The Zabalaza Anarchist Communist Front (ZACF, also known as ZabFront or simply as Zabalaza), formerly known as the Zabalaza Anarchist Communist Federation (ZabFed), is a platformist–especifista anarchist political organisation in South Africa, based primarily in Johannesburg. The word zabalaza means "struggle" or "active rebellion" in isiZulu, isiXhosa and isiNdebele. Initially, as ZabFed, it was a federation of pre-existing collectives, mainly in Soweto and Johannesburg. It is now a unitary organisation based on individual applications for membership, describing itself as a "federation of individuals". Historically the majority of members have been people of colour. Initially the ZACF had sections in both South Africa and Swaziland. The two sections were split in 2007, but the Swazi group faltered in 2008. Currently the ZACF also recruits in Zimbabwe. Members have historically faced repression in both Swaziland and South Africa.

The ZACF is rooted in the Organisational Platform of the General Union of Anarchists (Draft) by the Dielo Truda group, but it does not accept the document uncritically.
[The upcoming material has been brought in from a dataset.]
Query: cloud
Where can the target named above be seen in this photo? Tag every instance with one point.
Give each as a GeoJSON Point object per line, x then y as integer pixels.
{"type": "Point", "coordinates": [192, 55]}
The ZACF is also inspired by the pamphlet Towards a Fresh Revolution, written by the Friends of Durruti, a grouping of Confederación Nacional del Trabajo (CNT, or National Confederation of Labour) members, during the Spanish Revolution, as well as by Georges Fontenis' post-war pamphlet Manifesto of Libertarian Communism. More recently it has come under the influence of South American especifismo, a tendency which originated in the Federación Anarquista Uruguaya (FAU, or Uruguayan Anarchist Federation).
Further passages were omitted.